The Argentine government inaugurated a solar park built with Chinese funding and technology, with an eye to illuminating more than 160,000 homes.
Cauchari Solar Park, located atop a remote mountain peak 4,000 meters above sea level, was opened Tuesday near Cauchari, a town in the province of Jujuy, which borders neighboring Chile and Bolivia.
The 390-million-U.S.-dollar project is led by Chinese company Shanghai Electric Power Construction and 85 percent funded by the Export-Import Bank of China. The local government provided the remaining 15 percent of the funds.
The solar park "is just a taste of what the locals can offer to the rest of the country," said Argentine President Mauricio Macri via a video call at the inauguration ceremony. "It is just the beginning, because Jujuy's solar energy generating capacity is almost infinite."
Cauchari Solar Park, the largest of its kind in South America, consists of three smaller parks with a generating capacity of 100 megawatts each.
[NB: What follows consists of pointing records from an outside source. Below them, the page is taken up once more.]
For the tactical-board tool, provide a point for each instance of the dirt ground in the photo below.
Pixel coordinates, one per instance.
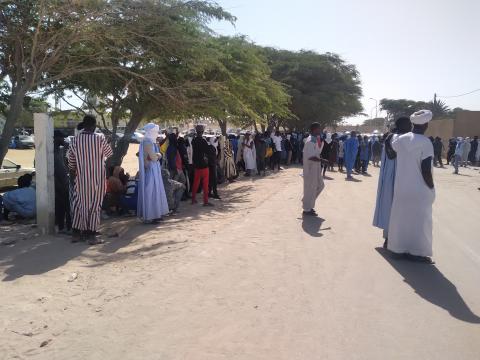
(250, 279)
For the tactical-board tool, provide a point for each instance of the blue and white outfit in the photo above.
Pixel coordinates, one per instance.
(152, 200)
(386, 183)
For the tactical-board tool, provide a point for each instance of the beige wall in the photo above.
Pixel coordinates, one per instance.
(443, 128)
(467, 124)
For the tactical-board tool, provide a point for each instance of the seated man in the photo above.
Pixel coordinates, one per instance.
(116, 188)
(174, 191)
(22, 201)
(128, 201)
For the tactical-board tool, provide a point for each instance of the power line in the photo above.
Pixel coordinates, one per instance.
(452, 96)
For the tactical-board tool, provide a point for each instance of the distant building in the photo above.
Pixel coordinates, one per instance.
(466, 123)
(368, 127)
(2, 123)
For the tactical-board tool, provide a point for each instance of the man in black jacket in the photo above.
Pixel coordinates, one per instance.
(200, 164)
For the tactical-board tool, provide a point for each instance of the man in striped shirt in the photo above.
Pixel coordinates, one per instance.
(86, 160)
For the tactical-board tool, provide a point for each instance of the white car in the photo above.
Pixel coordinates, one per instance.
(137, 137)
(10, 172)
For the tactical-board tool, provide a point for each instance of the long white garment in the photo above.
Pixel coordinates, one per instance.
(249, 156)
(312, 174)
(410, 229)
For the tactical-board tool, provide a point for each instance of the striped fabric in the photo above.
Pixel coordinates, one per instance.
(86, 156)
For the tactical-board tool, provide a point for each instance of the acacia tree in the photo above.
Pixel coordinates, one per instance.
(39, 44)
(323, 87)
(57, 43)
(242, 91)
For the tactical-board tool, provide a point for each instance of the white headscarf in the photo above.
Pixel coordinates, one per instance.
(214, 143)
(151, 131)
(328, 139)
(421, 117)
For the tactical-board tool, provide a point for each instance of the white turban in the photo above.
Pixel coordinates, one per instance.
(328, 139)
(151, 131)
(421, 117)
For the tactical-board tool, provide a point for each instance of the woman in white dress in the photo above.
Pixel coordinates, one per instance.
(410, 229)
(249, 154)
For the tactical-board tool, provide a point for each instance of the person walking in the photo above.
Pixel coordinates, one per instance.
(249, 154)
(313, 183)
(351, 150)
(200, 163)
(277, 150)
(261, 152)
(457, 161)
(341, 154)
(86, 160)
(437, 151)
(152, 203)
(376, 151)
(212, 168)
(473, 151)
(386, 179)
(364, 154)
(410, 228)
(327, 144)
(466, 150)
(62, 199)
(333, 154)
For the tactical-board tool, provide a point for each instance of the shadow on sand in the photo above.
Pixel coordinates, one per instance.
(312, 225)
(30, 255)
(430, 284)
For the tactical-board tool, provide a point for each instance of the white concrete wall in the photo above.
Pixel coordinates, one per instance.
(44, 173)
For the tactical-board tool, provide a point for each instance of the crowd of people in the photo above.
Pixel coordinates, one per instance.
(175, 168)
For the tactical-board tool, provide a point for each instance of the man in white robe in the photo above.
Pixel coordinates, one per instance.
(410, 229)
(312, 170)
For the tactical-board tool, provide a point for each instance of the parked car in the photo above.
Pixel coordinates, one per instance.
(137, 137)
(10, 172)
(24, 142)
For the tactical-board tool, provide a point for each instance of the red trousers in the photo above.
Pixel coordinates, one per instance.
(200, 174)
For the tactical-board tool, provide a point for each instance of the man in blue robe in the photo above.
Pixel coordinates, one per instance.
(386, 179)
(350, 148)
(364, 154)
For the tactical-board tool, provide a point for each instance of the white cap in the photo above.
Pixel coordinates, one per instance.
(421, 117)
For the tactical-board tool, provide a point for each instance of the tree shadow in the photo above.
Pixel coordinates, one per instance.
(428, 282)
(312, 225)
(32, 255)
(353, 180)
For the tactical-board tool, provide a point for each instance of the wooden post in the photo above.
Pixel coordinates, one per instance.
(44, 173)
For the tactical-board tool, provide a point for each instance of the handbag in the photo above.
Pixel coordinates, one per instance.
(269, 152)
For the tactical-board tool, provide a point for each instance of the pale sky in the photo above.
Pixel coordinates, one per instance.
(402, 48)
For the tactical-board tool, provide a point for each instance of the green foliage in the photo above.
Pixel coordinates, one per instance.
(323, 87)
(403, 107)
(241, 88)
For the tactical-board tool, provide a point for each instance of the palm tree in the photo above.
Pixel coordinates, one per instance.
(439, 108)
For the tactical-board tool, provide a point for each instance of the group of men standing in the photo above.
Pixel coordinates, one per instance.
(406, 190)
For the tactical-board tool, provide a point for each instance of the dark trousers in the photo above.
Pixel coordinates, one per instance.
(212, 180)
(276, 158)
(203, 175)
(62, 210)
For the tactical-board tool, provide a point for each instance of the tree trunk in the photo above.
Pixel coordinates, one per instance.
(122, 145)
(16, 106)
(223, 126)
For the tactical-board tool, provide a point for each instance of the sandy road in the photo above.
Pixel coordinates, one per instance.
(251, 279)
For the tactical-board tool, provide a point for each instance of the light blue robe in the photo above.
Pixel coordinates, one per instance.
(152, 200)
(22, 201)
(350, 148)
(386, 182)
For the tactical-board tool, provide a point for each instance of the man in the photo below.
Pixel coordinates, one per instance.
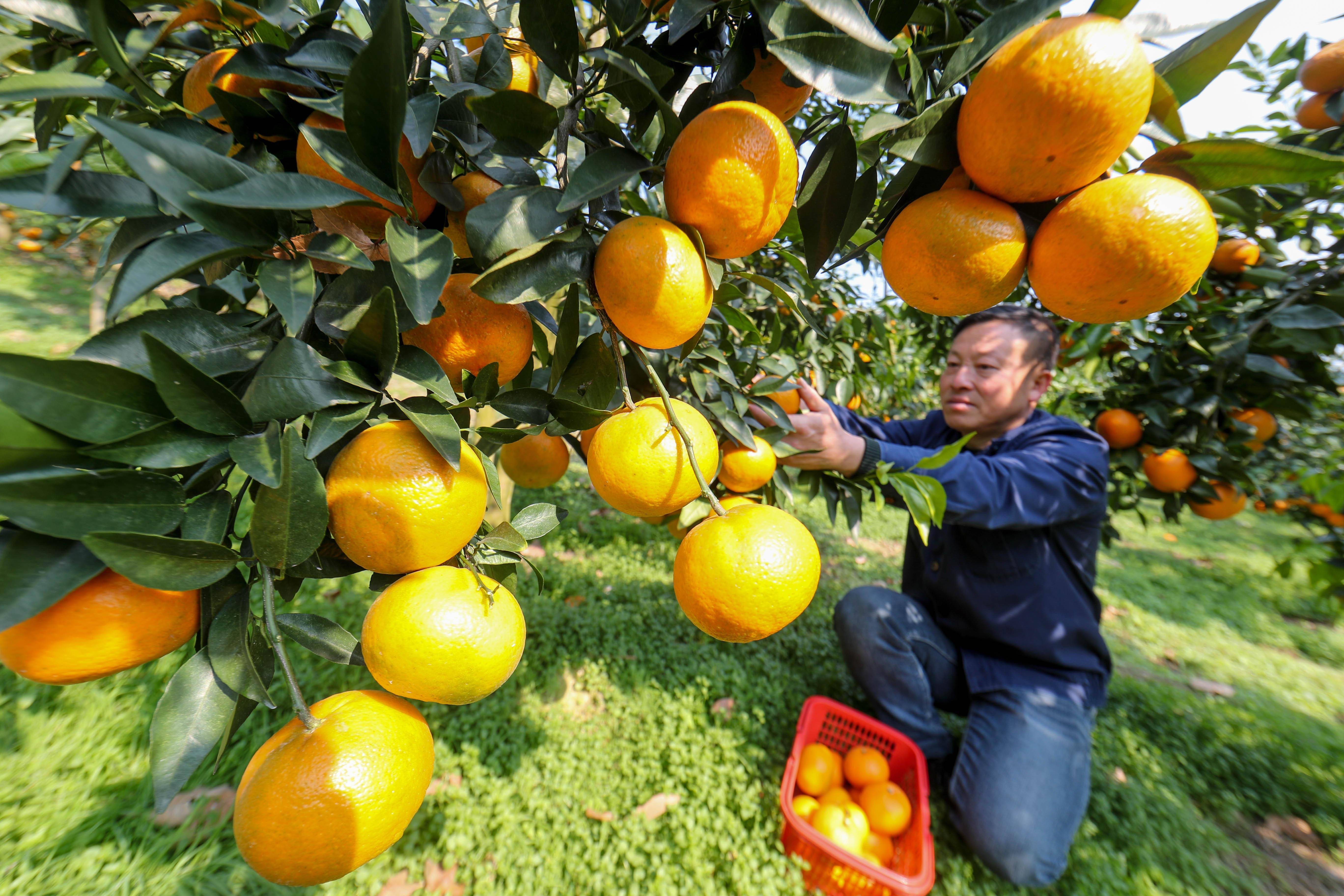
(996, 620)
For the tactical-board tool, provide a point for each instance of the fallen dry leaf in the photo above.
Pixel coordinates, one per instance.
(657, 805)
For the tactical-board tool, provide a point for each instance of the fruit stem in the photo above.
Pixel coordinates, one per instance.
(268, 602)
(686, 437)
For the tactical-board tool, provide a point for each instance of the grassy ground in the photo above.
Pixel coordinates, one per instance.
(613, 699)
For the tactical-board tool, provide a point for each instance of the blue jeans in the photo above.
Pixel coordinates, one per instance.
(1022, 777)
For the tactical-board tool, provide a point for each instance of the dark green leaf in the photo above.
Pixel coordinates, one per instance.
(37, 572)
(159, 562)
(422, 261)
(322, 636)
(81, 400)
(191, 716)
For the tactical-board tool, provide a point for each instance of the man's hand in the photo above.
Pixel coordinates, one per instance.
(827, 444)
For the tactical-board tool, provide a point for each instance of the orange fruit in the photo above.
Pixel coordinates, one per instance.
(865, 766)
(732, 174)
(1054, 108)
(397, 506)
(109, 624)
(1170, 471)
(476, 189)
(440, 636)
(1120, 428)
(639, 464)
(1121, 249)
(537, 461)
(652, 283)
(1324, 73)
(888, 808)
(315, 805)
(1264, 422)
(372, 221)
(845, 825)
(955, 252)
(1236, 256)
(746, 469)
(767, 85)
(474, 332)
(1230, 503)
(818, 769)
(746, 575)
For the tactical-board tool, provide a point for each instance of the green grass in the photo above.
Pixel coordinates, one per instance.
(612, 704)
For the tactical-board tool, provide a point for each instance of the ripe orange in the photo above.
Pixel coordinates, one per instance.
(372, 221)
(1170, 471)
(888, 808)
(819, 766)
(315, 805)
(732, 174)
(1230, 503)
(537, 461)
(476, 189)
(746, 469)
(1324, 73)
(652, 283)
(639, 464)
(1236, 256)
(1054, 108)
(1264, 422)
(109, 624)
(746, 575)
(767, 85)
(474, 332)
(439, 636)
(397, 506)
(955, 252)
(865, 766)
(1121, 249)
(1120, 428)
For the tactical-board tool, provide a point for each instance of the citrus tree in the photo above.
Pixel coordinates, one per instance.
(428, 240)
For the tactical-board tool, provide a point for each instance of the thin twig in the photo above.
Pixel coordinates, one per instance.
(268, 597)
(686, 437)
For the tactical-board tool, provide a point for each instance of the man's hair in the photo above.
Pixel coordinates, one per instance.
(1042, 338)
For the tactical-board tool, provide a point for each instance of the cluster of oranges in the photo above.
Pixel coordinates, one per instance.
(1323, 74)
(1048, 116)
(853, 801)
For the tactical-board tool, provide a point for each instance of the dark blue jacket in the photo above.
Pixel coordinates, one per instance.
(1010, 574)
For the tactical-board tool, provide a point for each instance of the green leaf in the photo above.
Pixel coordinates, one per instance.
(193, 395)
(1219, 163)
(191, 716)
(162, 448)
(991, 34)
(376, 95)
(81, 400)
(437, 425)
(54, 85)
(376, 339)
(259, 455)
(159, 562)
(322, 636)
(422, 261)
(37, 572)
(292, 382)
(70, 504)
(826, 194)
(538, 272)
(517, 115)
(291, 520)
(1189, 69)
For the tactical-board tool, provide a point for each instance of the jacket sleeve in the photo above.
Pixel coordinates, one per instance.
(1057, 479)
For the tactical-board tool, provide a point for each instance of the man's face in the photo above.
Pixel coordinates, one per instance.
(990, 385)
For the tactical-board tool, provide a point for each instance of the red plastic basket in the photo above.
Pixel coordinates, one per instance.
(832, 870)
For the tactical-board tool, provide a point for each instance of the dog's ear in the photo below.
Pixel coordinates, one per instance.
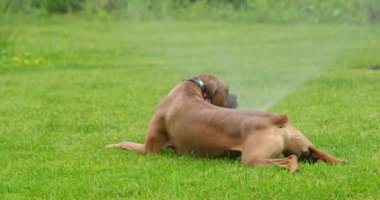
(232, 101)
(280, 120)
(218, 93)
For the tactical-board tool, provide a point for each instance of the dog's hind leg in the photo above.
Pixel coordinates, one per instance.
(261, 149)
(317, 154)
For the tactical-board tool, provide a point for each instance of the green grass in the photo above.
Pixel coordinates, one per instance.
(96, 83)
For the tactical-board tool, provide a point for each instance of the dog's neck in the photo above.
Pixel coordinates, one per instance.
(201, 85)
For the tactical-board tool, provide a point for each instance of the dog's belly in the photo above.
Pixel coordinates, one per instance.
(203, 145)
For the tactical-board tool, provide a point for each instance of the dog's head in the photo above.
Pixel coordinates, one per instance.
(218, 92)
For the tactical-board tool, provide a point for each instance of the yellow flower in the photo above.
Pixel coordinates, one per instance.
(16, 58)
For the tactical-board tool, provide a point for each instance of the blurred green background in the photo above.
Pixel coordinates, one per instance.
(76, 75)
(286, 11)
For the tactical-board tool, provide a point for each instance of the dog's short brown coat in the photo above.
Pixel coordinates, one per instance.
(185, 121)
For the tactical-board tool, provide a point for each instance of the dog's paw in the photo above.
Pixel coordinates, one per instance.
(110, 146)
(344, 162)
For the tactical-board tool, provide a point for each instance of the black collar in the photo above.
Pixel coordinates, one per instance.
(201, 85)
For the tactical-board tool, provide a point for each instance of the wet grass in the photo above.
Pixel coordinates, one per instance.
(70, 86)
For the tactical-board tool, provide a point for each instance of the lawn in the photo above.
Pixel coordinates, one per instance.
(69, 86)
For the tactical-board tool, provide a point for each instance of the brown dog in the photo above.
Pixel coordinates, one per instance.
(192, 120)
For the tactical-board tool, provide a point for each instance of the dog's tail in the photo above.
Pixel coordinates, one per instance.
(280, 120)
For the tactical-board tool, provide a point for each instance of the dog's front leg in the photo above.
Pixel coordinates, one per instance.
(289, 162)
(156, 138)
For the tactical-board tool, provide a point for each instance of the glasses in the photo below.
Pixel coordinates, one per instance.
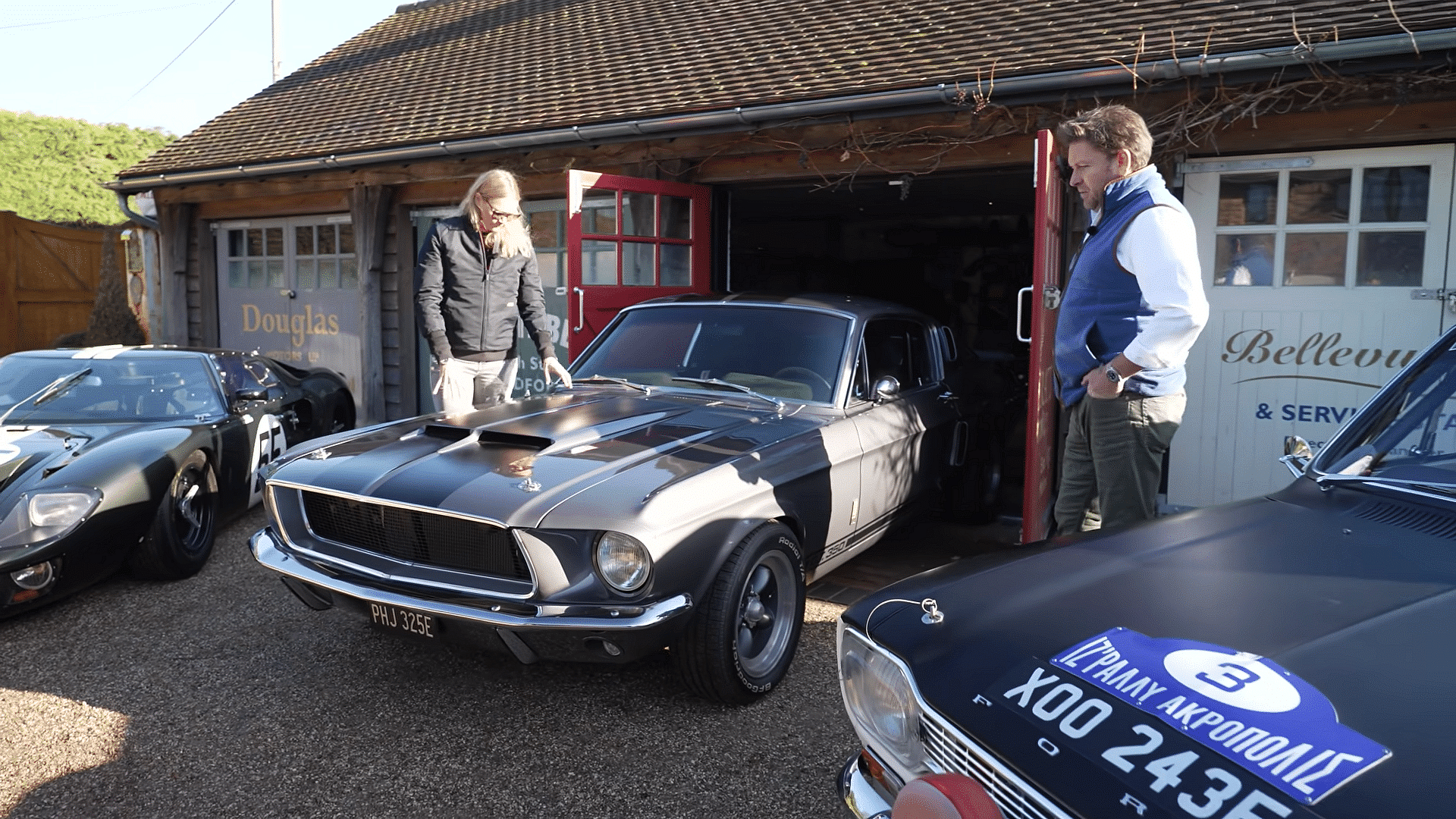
(481, 200)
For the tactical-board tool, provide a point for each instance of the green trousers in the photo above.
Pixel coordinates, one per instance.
(1112, 461)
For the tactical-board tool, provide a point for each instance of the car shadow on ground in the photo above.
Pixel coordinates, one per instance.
(919, 547)
(221, 695)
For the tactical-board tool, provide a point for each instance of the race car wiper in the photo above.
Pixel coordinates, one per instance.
(777, 403)
(1379, 480)
(617, 381)
(47, 392)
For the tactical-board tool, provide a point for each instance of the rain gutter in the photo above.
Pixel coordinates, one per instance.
(753, 117)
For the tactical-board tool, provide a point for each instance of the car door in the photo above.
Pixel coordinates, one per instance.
(254, 433)
(906, 438)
It has more than 1.18 million solar panels distributed across an area of 800 hectares.
The photovoltaic plant will cut carbon dioxide emissions by at least 325,000 tons, project officials told Xinhua.
The inauguration ceremony marked the completion and trial run of two of the solar parks, namely Cauchari II and III. The remaining solar park, Cauchari I, is 75 percent complete.
Cauchari Solar Park, already in the expansion process, has helped create 1,200 jobs for local residents and indigenous people, said Macri.
The inauguration ceremony also saw the presence of Jujuy Governor Gerardo Morales, Argentina's Chief of Cabinet of Ministers Marcos Pena and Secretary of Energy Gustavo Lopetegui.
Pena said the Sino-Argentine initiative shows that "not only is it possible to contribute to the diversification of the energy matrix, but also to generate jobs and produce electricity in places where it was not being done before."